The interesting thing is Herb Brooks would agree. Unfortunately, the editors of the film "Miracle" chose to spectacularize the conditioning plan for the 1980 Olympic Team. They featured the most dramatic scene -- the night after the game in Norway, when Brooks was mad and skated his players into the ground -- stops and starts that went on so long the janitors actually turned the lights off.
In previous years, Brooks had many days like that at the University of Minnesota - - endless stops-and-starts called 'Herbies.' The rookies would often get sick before Monday practices worrying about how long they were going to skate that afternoon.
But after discussing the merits of these torturous practices, and checking with coaches in track and swimming about interval training, Brooks changed the strategy for conditioning the 1980 team.
From that point on, Brooks re-defined the word "conditioning" to include "forming habits," like Pavlovian conditioning. The habits to be formed prior to competition in the Olympics were habits of competing at full speed for an entire three period game.

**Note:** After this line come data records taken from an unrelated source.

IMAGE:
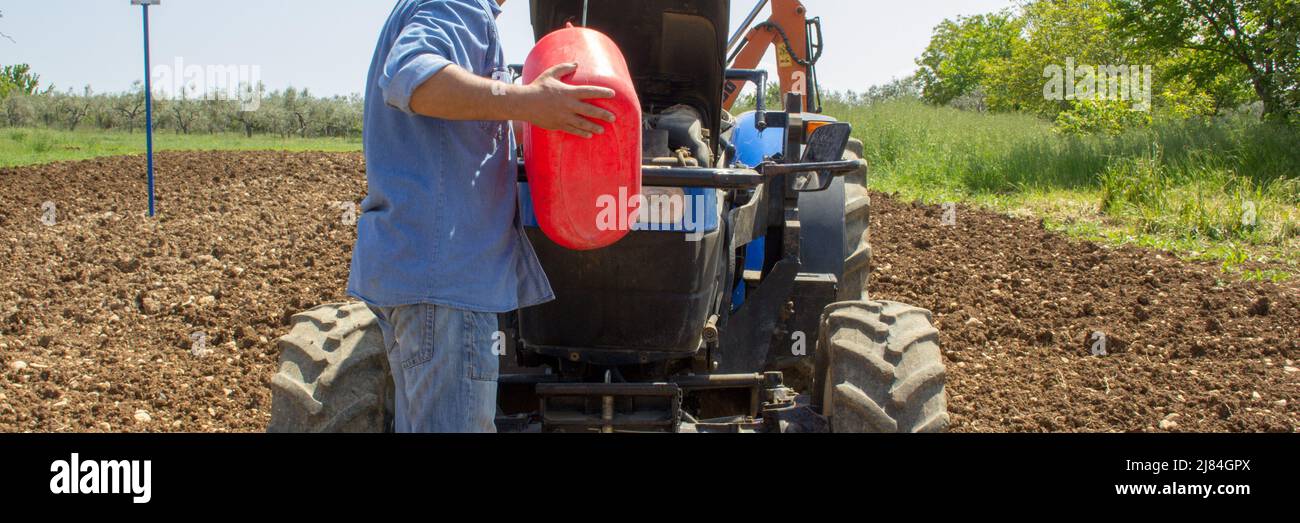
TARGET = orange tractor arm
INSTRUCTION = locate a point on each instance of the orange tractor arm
(798, 46)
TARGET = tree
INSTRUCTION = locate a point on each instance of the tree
(1257, 35)
(960, 52)
(130, 106)
(74, 108)
(1057, 34)
(17, 80)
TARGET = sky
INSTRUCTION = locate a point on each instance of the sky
(326, 44)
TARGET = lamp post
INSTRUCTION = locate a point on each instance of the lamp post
(148, 95)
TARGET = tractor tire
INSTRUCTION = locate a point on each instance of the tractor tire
(333, 374)
(857, 223)
(882, 370)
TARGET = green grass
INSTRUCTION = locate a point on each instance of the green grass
(1225, 190)
(39, 146)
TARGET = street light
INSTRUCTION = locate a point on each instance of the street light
(148, 95)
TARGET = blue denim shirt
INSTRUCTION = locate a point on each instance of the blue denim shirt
(441, 221)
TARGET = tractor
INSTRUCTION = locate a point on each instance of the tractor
(740, 307)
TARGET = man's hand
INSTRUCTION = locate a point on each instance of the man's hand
(553, 104)
(547, 103)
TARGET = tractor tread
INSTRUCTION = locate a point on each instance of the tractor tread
(884, 370)
(333, 374)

Prior to that decision, Brooks believed - - as many coaches still do - - that on-ice conditioning requires hard stops-and-starts that last up to 45 seconds. But this approach fails in every respect to prepare a team for high speed games. It doesn't build anaerobic power or improve quickness, because the repetitions (after the first one) are too slow. It may increase mental toughness, but there are many constructive ways to accomplish that.
Consider the major goal of a conditioning plan. Every coach would say, "I want my team to play fast for the entire game -- to maintain the highest level of skill and tenacity -- and to be as mentally sharp on the last shift as the first."

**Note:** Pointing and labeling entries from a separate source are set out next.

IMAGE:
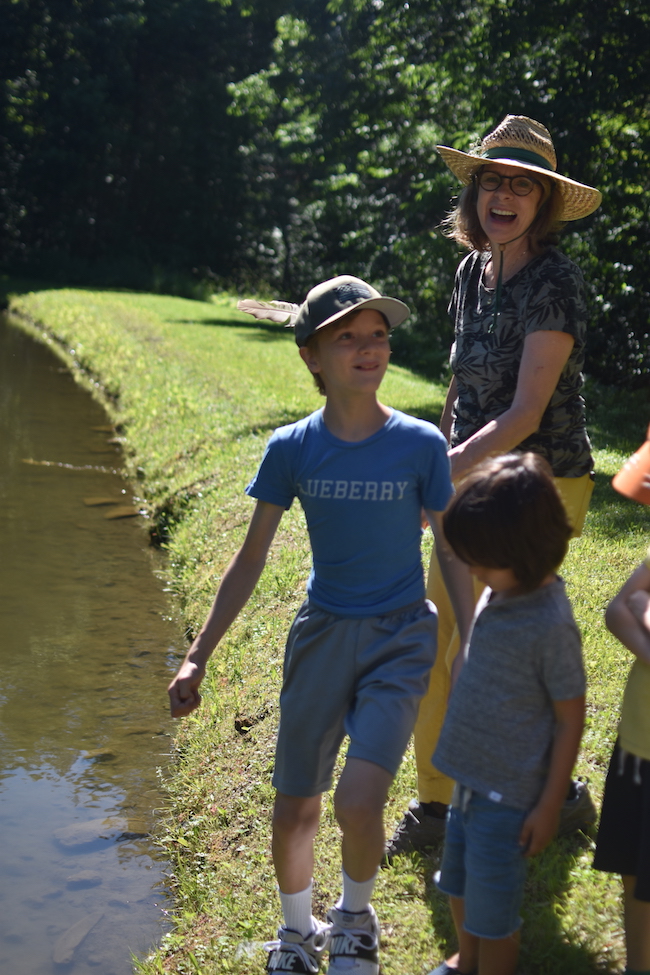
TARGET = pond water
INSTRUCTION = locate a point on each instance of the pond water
(86, 650)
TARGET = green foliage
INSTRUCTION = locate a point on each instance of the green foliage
(196, 391)
(182, 145)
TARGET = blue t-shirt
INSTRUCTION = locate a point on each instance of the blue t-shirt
(363, 503)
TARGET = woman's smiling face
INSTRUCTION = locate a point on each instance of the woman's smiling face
(503, 215)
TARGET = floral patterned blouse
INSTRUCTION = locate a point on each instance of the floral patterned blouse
(547, 294)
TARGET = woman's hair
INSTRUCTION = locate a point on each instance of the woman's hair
(508, 514)
(312, 343)
(463, 225)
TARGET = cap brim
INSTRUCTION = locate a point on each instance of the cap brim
(578, 199)
(394, 310)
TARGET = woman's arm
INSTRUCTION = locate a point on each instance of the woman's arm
(625, 615)
(446, 417)
(544, 357)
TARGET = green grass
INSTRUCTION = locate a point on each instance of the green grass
(195, 391)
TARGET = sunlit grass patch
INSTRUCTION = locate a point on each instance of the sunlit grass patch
(195, 391)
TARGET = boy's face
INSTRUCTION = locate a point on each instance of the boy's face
(352, 356)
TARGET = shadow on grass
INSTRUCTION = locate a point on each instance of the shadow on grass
(546, 948)
(259, 331)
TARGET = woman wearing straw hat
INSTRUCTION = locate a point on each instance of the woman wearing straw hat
(519, 313)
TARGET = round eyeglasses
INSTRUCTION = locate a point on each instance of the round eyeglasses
(520, 185)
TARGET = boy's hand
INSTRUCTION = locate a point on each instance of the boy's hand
(183, 691)
(540, 826)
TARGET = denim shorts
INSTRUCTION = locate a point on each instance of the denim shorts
(483, 863)
(358, 677)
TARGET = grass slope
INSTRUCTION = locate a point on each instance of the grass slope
(195, 391)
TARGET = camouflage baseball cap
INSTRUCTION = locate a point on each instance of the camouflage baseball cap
(333, 299)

OK. The first goal is learning to skate faster, but when we do stops-and-starts lasting longer than 15-20 seconds, we're teaching slowness. This is what Coach Brand observes in youth practices that copy the Hollywood model of that late-night skate in Norway.
To play faster and more skillfully, the practices must reinforce 'quality' habits over and over again for several months. This was the essential ingredient of Brooks' plan for the 1980 team. Every practice featured two hours of uncomfortably fast drills that required skating, passing, shooting, and quick decisions.

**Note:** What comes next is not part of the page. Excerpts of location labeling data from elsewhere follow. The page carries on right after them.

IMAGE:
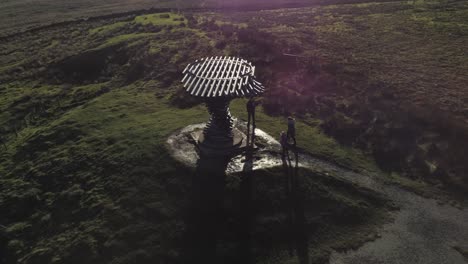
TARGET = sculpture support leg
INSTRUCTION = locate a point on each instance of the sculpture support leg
(221, 123)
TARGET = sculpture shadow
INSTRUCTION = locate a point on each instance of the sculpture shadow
(296, 218)
(221, 226)
(205, 212)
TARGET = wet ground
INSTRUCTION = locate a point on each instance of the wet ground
(423, 230)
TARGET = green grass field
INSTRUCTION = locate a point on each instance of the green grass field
(86, 108)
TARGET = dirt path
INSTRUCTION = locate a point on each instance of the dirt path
(423, 231)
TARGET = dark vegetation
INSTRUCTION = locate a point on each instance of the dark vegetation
(86, 106)
(360, 69)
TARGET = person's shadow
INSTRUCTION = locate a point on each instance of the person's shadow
(205, 212)
(299, 239)
(207, 216)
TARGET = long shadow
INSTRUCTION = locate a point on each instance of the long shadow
(206, 211)
(299, 240)
(246, 210)
(207, 217)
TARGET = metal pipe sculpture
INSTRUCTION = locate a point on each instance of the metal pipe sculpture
(218, 80)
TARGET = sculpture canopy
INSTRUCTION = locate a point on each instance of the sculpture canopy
(216, 77)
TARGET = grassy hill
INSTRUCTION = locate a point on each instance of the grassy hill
(86, 107)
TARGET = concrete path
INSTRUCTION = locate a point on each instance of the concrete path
(423, 231)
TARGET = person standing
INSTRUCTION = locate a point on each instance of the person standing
(284, 145)
(292, 129)
(251, 104)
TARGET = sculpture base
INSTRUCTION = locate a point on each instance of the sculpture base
(220, 145)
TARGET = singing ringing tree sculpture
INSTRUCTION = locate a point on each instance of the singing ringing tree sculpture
(218, 80)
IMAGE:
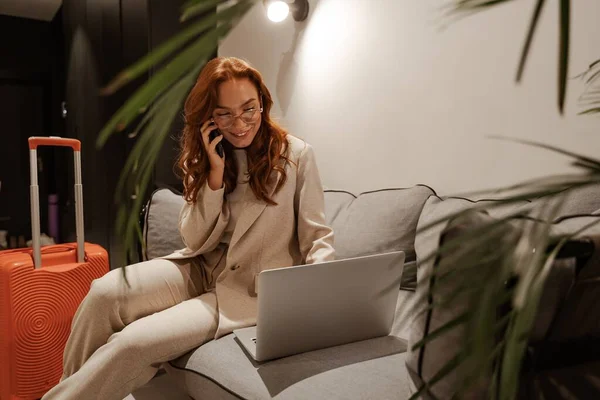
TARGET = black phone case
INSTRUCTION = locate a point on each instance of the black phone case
(211, 136)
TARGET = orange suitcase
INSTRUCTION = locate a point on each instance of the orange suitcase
(40, 290)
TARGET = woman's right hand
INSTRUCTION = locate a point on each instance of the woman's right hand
(216, 162)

Listen closely to Mike Eruzione in the interview on the supplemental DVD which accompanies the movie. The captain of the 1980 team said, "Our practices were fun … yet they were hard. We were actually doing the conditioning and didn't even know it (while we did team flow drills up and down the ice for two hours)."
In-season conditioning means "forming habits" you want to repeat in a game. By keeping this pace up for an entire practice, you are building high speed endurance for an entire game.
It is an exercise in ivory tower irrelevance to attach definitions of aerobic or anaerobic endurance to this process. This is "hockey endurance" -- or “getting in hockey shape” as players refer to it.
The physiological adaptations that allow players to recover quickly and repeat with quality for hours, the systemic endurance conditioning, is a byproduct of the entire overspeed interval practice, not the consequence of one or two or ten killer skating drills. At times, coach Brooks used 'Herbies' for discipline and mental toughness, not for conditioning.
In youth hockey, skating drills should never be used for discipline, because at this age habits are being formed with every repetition.
Understanding interval training is important. Each work interval must have the highest possible intensity, and the rest intervals need to be long enough to allow for quality repetition after repetition. To ensure that endurance is also improved, the rest intervals cannot be so long that the heart rate drops below a training level - - 70% of maximum. On a conditioning day, the explanations by the coach are kept to a minimum.
This is the art and science of preparing a team to compete in the fastest competition in hockey, the Olympic games, the Stanley Cup playoffs, or the playoffs at any level. This is where Herb Brooks was smarter than the Hollywood writers who saw great camera appeal in that torturous night of skating drills in Norway.
For psychological reasons, that night was probably a defining moment in the seven-month preparation season. However, it was not a significant event in the conditioning process that allowed the team to skate with the Russians for three periods and come back two days later to do the same thing in the Gold Medal game with Finland.
As Brooks would say many times, "It is not enough to train hard; you must train intelligently as well."